OTORİTER BİR BABA, DENETİMCİ BİR ANNENİN YA DA MÜKEMMELİYETÇİ AİLELERİN ÇOCUKLARINDA GÖRÜLÜR
Okb’nin temelindeki en kıymetli his denetim etme duygusudur. Bu hastalığa sahip olan bireylerin iç sesleri kuralcı, otoriter, katı ve disiplinlidir. Kişinin iç sesi çocukluğunda içselleştirdiği bir ebeveyninin sesidir. Ailede anne çok titiz mükemmeliyetçi olabilir ya da baba çok kuralcı, disiplinli olabilir. Çocuk kendisine baskı yapan, kural koyan, eziyet eden ebeveyni içselleştirir.
Yetişkinler kendi koydukları kurallara uyması, kendi alışkanlıklarını edinmesi için çocuğa baskı yaptığında bu baskının şiddeti çocukta eziyet edici boyutlara ulaştığında şahısta ruhsal hasara neden olur.

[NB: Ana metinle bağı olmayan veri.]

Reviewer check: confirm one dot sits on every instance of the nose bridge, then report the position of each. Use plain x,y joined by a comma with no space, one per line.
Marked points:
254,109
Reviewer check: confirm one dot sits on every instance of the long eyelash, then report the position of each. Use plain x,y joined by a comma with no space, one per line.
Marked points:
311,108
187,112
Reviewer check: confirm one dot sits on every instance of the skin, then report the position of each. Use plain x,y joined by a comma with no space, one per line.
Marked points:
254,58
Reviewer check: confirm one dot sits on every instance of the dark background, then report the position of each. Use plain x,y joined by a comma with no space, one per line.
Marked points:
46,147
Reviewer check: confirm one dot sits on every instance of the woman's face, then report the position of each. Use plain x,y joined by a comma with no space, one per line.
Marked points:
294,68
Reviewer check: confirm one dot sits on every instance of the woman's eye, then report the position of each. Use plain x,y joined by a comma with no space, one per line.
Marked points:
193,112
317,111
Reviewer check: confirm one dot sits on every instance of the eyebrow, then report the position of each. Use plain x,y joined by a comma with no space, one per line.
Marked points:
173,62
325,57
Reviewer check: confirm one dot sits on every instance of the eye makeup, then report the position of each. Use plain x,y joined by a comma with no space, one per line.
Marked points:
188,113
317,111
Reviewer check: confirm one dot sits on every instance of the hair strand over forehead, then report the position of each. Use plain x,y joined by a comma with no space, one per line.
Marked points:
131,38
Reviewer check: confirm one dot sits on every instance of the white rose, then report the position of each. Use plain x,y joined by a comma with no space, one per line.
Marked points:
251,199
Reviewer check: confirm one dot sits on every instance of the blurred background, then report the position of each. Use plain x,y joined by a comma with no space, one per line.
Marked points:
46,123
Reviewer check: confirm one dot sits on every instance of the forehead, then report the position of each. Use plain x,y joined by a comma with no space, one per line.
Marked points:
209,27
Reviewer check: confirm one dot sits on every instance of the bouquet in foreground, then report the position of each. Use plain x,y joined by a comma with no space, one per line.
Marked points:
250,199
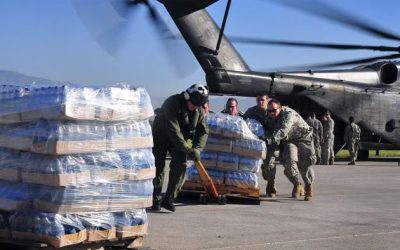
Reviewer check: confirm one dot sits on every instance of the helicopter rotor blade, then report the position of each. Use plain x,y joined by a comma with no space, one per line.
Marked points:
344,63
261,41
106,21
335,14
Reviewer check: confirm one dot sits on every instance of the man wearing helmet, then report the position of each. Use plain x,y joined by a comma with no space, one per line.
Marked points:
180,119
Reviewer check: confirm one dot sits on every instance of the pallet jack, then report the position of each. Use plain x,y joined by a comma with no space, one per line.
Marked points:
211,193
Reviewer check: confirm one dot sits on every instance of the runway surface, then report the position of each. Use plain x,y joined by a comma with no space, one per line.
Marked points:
355,207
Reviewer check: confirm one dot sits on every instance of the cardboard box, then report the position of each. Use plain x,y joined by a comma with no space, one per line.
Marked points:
56,180
141,174
129,143
12,205
99,235
10,118
219,144
61,241
81,207
127,204
5,233
68,147
10,174
131,231
15,142
248,152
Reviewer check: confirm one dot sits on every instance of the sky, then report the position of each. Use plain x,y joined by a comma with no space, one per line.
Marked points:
46,38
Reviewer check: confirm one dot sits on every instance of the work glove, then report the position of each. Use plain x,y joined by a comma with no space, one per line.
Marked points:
194,154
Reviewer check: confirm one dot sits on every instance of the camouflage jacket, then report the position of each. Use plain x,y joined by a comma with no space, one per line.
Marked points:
290,127
352,132
328,128
257,114
316,126
175,124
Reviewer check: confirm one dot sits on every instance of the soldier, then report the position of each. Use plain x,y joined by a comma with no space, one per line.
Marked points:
260,113
294,135
180,119
352,138
316,125
231,108
328,154
268,168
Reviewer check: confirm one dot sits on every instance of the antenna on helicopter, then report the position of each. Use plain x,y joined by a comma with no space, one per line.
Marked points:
221,32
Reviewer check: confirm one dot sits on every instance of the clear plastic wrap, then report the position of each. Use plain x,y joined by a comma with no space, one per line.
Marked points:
216,175
16,196
228,161
61,230
241,179
55,229
250,164
96,197
229,126
9,165
57,138
90,197
34,101
133,164
99,226
250,148
4,227
256,127
131,223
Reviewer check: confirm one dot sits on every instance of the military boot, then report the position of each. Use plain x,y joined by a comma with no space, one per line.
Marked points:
309,192
298,190
168,203
156,205
270,190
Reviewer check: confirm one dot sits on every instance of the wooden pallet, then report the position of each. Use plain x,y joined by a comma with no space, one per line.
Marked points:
128,243
229,191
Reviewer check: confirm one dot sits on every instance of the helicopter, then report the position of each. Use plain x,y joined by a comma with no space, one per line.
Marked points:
369,92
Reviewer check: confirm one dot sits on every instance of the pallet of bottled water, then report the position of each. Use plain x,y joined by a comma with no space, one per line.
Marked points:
60,230
233,154
23,103
72,137
76,163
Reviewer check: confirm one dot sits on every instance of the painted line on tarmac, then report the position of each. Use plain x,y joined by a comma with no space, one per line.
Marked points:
305,240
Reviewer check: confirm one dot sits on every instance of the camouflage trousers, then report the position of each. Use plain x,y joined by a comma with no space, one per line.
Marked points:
328,154
268,168
298,158
353,147
317,148
177,168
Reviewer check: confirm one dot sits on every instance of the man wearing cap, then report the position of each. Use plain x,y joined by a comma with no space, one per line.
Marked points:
180,119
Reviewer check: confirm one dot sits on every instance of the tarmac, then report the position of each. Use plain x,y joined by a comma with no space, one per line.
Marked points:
354,207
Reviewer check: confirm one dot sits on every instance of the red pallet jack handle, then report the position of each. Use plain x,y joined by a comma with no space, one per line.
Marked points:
206,180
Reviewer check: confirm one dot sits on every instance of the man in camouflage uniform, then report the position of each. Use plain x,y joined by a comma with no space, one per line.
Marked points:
231,108
294,135
180,119
268,169
328,154
316,125
352,138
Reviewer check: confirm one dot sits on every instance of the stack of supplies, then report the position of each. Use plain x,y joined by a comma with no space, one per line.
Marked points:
233,153
75,163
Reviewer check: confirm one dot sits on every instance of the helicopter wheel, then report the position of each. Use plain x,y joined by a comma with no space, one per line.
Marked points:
363,155
203,199
222,199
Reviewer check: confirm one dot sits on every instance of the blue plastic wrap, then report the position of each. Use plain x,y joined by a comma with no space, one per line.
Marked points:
241,179
133,164
56,138
34,101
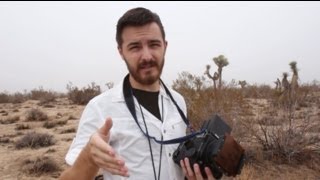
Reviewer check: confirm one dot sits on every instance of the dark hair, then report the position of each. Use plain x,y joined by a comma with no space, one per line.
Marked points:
137,17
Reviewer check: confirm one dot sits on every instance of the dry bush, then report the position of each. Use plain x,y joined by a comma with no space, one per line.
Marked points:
10,120
43,96
66,131
35,140
39,166
258,91
283,139
4,140
22,126
204,101
15,98
36,115
84,95
52,124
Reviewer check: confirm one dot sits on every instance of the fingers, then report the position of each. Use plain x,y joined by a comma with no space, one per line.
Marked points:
194,174
103,154
104,130
209,173
197,172
188,167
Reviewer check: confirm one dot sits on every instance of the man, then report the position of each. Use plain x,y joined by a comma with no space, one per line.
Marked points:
117,139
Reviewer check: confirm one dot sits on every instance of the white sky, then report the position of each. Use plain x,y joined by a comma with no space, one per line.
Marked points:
49,44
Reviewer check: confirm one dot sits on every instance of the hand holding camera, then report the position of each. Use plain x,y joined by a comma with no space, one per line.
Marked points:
215,149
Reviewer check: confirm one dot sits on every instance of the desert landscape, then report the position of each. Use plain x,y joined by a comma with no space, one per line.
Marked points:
279,128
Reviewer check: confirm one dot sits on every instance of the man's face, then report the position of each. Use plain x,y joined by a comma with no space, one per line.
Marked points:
143,49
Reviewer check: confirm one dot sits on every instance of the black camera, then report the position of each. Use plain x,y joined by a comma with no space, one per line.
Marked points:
215,148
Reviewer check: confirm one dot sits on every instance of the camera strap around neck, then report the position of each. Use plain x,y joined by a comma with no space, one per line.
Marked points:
128,96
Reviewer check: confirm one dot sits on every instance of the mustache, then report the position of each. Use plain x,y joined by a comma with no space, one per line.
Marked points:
147,64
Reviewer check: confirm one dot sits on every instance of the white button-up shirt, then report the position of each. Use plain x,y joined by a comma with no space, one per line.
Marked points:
127,139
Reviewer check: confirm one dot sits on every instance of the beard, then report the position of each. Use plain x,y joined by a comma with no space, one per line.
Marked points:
149,77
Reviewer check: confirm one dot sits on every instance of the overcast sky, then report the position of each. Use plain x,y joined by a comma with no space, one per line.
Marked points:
49,44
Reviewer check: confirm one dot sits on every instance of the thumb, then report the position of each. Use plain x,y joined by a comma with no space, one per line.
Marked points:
104,130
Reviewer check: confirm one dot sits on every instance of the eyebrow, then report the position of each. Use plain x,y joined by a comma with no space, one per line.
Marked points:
138,43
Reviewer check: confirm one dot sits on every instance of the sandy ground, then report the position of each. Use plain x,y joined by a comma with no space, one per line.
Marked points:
12,159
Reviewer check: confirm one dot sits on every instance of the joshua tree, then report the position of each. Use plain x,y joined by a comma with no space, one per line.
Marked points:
214,78
243,83
221,62
285,83
295,77
278,85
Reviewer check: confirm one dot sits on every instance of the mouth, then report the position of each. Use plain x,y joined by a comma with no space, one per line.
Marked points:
147,66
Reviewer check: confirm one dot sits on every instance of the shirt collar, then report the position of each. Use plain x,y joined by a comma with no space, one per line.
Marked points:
118,92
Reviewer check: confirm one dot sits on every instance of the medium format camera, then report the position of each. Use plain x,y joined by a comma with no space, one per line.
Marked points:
215,148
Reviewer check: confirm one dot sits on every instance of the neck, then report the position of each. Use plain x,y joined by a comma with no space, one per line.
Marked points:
154,87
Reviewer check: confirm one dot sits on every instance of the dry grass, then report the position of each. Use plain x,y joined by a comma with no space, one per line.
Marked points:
40,165
260,122
35,140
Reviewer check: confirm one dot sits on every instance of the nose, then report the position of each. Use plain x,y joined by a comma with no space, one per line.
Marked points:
146,54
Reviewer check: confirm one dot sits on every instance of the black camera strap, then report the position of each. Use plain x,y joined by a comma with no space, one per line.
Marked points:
128,96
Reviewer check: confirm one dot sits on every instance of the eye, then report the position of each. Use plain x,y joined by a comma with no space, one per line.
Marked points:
154,45
133,48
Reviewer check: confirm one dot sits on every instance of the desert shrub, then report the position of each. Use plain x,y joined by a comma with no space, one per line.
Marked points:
43,96
49,124
10,120
84,95
41,165
281,141
22,126
12,98
35,140
66,131
203,101
4,140
52,124
36,115
4,98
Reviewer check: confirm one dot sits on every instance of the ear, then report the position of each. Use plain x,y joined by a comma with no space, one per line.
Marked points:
120,50
165,46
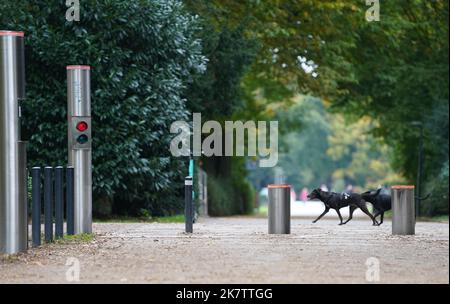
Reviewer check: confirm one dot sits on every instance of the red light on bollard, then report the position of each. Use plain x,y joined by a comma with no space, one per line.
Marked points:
82,126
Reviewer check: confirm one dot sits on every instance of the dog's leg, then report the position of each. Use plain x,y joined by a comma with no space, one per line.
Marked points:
352,209
377,214
323,213
340,216
382,216
363,207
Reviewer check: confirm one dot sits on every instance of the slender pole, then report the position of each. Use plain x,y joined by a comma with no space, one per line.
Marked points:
419,172
36,206
59,203
69,200
188,209
13,188
48,203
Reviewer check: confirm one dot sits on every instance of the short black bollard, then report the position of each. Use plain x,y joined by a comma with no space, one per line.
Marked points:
48,204
69,200
188,208
36,206
59,203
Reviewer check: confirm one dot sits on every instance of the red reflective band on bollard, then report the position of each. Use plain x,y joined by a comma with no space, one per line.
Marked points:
12,33
78,67
82,126
403,187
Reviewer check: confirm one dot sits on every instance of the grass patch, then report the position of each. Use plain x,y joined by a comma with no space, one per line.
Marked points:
77,238
170,219
125,219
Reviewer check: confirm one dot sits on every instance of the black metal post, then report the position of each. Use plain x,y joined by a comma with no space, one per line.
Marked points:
48,203
59,203
36,206
69,200
188,209
419,172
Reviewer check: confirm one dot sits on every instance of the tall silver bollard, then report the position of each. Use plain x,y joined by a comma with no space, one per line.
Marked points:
80,144
279,209
403,210
13,186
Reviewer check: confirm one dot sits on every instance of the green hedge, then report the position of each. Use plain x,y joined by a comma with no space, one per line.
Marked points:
438,202
143,53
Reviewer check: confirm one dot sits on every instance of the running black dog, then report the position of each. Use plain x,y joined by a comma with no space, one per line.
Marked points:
337,201
380,202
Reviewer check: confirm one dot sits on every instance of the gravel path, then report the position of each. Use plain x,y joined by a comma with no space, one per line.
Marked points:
238,250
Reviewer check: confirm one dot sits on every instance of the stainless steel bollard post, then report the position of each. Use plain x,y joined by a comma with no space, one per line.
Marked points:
13,187
80,144
69,201
279,209
403,210
188,207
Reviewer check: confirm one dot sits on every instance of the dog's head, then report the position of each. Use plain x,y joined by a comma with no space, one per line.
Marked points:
315,194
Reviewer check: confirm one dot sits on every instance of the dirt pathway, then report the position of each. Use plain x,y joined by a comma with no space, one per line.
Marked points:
238,250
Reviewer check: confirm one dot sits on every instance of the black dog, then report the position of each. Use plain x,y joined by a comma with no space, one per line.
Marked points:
380,202
337,201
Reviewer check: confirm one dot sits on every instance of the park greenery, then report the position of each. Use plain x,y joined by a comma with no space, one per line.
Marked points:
352,96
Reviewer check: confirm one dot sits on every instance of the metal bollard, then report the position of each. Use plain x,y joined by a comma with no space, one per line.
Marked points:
403,210
279,209
13,184
188,208
48,203
36,206
59,203
69,201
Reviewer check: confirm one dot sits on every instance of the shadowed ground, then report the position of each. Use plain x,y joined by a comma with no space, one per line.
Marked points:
239,250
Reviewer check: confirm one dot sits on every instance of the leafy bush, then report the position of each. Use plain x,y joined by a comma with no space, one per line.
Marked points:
438,202
143,54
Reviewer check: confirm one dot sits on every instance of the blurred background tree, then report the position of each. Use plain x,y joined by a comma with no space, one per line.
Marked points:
349,94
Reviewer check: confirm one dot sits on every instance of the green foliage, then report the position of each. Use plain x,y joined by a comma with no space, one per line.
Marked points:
327,150
438,202
217,95
143,54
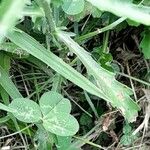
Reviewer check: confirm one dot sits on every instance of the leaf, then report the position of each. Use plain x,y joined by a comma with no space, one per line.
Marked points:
6,108
73,7
8,85
145,45
30,45
63,143
26,110
115,93
61,124
56,114
9,13
125,9
44,139
55,103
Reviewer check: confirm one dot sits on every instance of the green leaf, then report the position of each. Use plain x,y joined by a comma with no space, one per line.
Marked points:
61,124
73,7
125,9
30,45
96,13
8,85
56,115
115,93
26,110
10,11
54,102
6,108
44,139
63,142
145,45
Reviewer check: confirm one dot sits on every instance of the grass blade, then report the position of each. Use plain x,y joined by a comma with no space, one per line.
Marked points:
30,45
9,13
116,93
124,8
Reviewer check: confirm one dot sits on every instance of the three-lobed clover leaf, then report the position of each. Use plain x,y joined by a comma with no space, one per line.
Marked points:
53,110
56,114
26,110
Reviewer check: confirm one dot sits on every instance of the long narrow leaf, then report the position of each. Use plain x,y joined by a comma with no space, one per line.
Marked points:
116,93
10,11
124,8
8,85
30,45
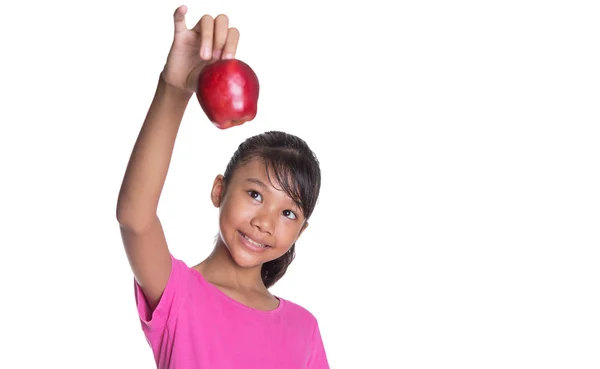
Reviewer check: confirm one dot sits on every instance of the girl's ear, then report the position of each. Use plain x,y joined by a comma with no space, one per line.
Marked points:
216,194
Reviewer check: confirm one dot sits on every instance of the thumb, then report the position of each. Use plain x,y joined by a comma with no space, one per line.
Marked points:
179,18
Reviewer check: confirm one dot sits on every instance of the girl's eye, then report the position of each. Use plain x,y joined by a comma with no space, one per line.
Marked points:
290,214
255,195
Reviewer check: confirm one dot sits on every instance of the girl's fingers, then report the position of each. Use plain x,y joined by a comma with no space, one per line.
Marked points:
233,36
205,28
179,18
220,35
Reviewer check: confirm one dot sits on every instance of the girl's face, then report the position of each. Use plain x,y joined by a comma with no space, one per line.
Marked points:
258,222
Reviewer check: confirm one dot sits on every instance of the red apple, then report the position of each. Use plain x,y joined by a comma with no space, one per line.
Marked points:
228,93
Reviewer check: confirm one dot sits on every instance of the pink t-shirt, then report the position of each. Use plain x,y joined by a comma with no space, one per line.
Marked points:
196,325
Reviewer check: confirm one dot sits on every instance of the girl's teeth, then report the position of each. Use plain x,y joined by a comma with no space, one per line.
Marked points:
252,242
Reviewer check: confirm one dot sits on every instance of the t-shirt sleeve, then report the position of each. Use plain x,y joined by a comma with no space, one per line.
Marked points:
318,357
171,299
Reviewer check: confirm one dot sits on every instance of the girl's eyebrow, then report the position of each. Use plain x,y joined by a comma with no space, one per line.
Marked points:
258,182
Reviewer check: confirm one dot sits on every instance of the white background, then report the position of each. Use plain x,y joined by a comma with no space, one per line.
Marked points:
458,225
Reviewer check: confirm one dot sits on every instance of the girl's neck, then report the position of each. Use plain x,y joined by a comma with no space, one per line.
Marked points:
220,268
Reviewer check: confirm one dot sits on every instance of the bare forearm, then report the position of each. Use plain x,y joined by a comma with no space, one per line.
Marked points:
149,162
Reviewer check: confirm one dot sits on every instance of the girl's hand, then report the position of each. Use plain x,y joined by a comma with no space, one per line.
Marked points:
193,49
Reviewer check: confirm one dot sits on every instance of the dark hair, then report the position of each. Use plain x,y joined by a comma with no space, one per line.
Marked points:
296,169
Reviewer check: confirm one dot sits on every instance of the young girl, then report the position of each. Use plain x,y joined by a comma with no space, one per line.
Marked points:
219,313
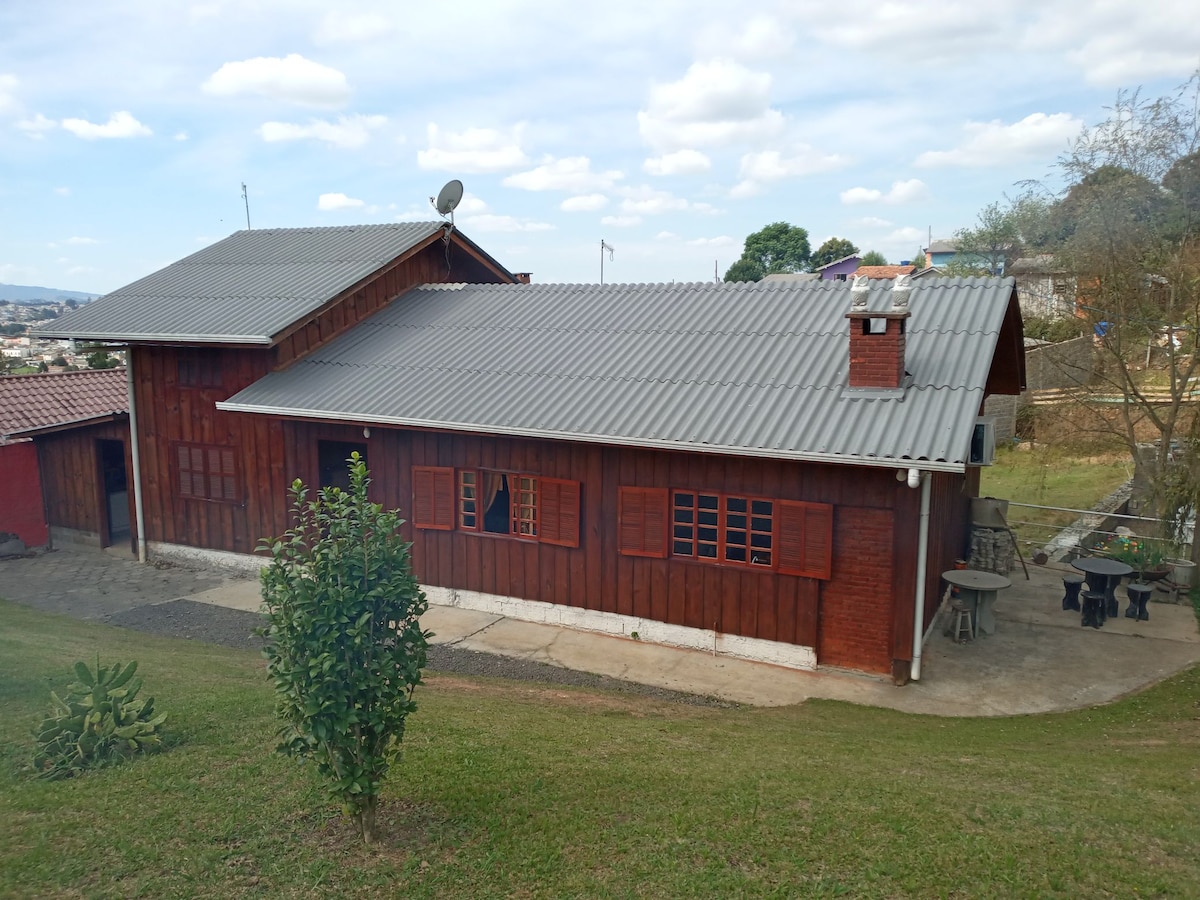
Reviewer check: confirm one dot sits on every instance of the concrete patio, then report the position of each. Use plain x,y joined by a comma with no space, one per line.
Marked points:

Kişi yaşadığı olumsuz hislere dayanabilmek ismine obsesyon yani takıntı hastalığını geliştirir.
OBSESİF KOMPÜLSİF BOZUKLUK TEDAVİSİ
Nizam, paklık ve tutumluluk toplumsal hayatta muhakkak ölçüler içinde onaylanan, saygınlık uyandıran, muvaffakiyet sağlayan özelliklerdir. Takıntı hastalığında ise bu özellikler aşırılaşır, ömrü zorlaştırır, denetim edici, eziyet edici boyutlar kazanır. Kişi kendisini ve etrafını zorladıkça toplumsal alakaları bozulur, yalnızlaşır, hayatı eziyet haline dönüşür.
Bizim zihnimiz netlik ister, muğlaklığa tahammül etmekte zorlanır. Bu hepimizin ortak özelliğidir. Obsesyonda ise belirsizliğe tahammül yok denecek kadar azdır. Bunun en değerli sebebi kişinin denetim duygusudur.
Aslında obsesyon hepimizde varolan hislerin çoka kaçmış halidir. Kişinin obsesyondaişlevselliği bozulur. İş hayatı bozulur, ailesiyle ortası bozulur, çocuklarına vakit ayıramayacak hale gelir, arkadaşlık ilgileri bozulur. İlaç tedavisi bu şahısların obsesyonlarında süreksiz bir mühlet yumuşama sağlasa dailacı bıraktıkları vakit belirtiler birebir şiddetle geri gerir. Bu bireylerin tadavisinde psikodinamik terapi tekniği kulanılır.Dinamik terapiye olumlu karşılık veren bir hastalıktır. Bu bireyler epeyce dirençli olduğu için terapilerinin mühleti uzun olabilir.